Local authorities should be legally mandated to combat gambling harms, as they already are for drugs and alcohol, a new report argues.
Slipping Through the Cracks, published by the Social Market Foundation (SMF), says frontline services are missing opportunities to catch gambling-related harms.
The report found 2.7% of British adults – around 1.4 million people – score at the level of ‘problem gambling’ on the Problem Gambling Severity Index, while NHS England recorded an almost 130% rise in referrals to gambling clinics over six months in 2024.
Unlike alcohol, drugs and smoking, gambling is not a prescribed public health responsibility for councils and is rarely included in standard screening questionnaires used by GPs and social care.

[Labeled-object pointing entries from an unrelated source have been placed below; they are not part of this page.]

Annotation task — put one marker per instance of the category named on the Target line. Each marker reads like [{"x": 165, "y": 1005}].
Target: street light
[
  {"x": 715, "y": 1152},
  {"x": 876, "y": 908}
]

The report says this creates a ‘postcode lottery’ in which people experiencing gambling harm fall through the cracks, often only receiving help once harm is already severe.
Barriers identified include a knowledge-action gap among staff, siloed services, patchy information sharing and long waiting lists that limit early identification.

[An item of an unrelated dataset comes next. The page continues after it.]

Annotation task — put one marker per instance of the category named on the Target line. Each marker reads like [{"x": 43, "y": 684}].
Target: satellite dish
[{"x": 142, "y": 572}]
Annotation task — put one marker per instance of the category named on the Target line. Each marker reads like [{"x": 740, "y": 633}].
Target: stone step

Recommendations for tackling problem gambling
The SMF recommends that councils be legally mandated to address gambling-related harm in public health policies and should embed gambling prevention as a local health priority.
NHS England and the Department of Health and Social Care should also ensure adequate, accessible gambling treatment capacity nationwide, with gambling questions included in patient questionnaires, according to the report.

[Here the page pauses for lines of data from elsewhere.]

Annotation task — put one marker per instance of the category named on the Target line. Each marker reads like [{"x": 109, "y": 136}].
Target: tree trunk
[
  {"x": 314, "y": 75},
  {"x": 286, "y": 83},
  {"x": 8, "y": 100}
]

A national gambling database should also be created to monitor treatment pathways across Integrated Care Boards.
Comment
‘This report lifts the lid on gambling harms across Britain – and the sober truth is that while demand for support is surging, our response falls far short,’ said Niamh O Regan, Senior Researcher at the Social Market Foundation.
‘Our interviews with frontline staff give a clear insight into the problems they face: there is a chronic lack of training and resources – compounded by an uneven adoption of preventative measures by local councils. If we are to tackle gambling harms comprehensively, nothing less than a public health approach, embedded into every local authority, is required.’
Professor Durka Dougall, Chief Executive at the Centre for Population Health, added: ‘This important work highlights both the scale of gambling-related harms and the opportunity to do things differently. Too many people are only identified when they reach crisis point.
‘At a time when the NHS and wider public services are placing greater emphasis on prevention and population health, there is a real opportunity to strengthen early identification, provide timely support and improve outcomes for communities across the country.’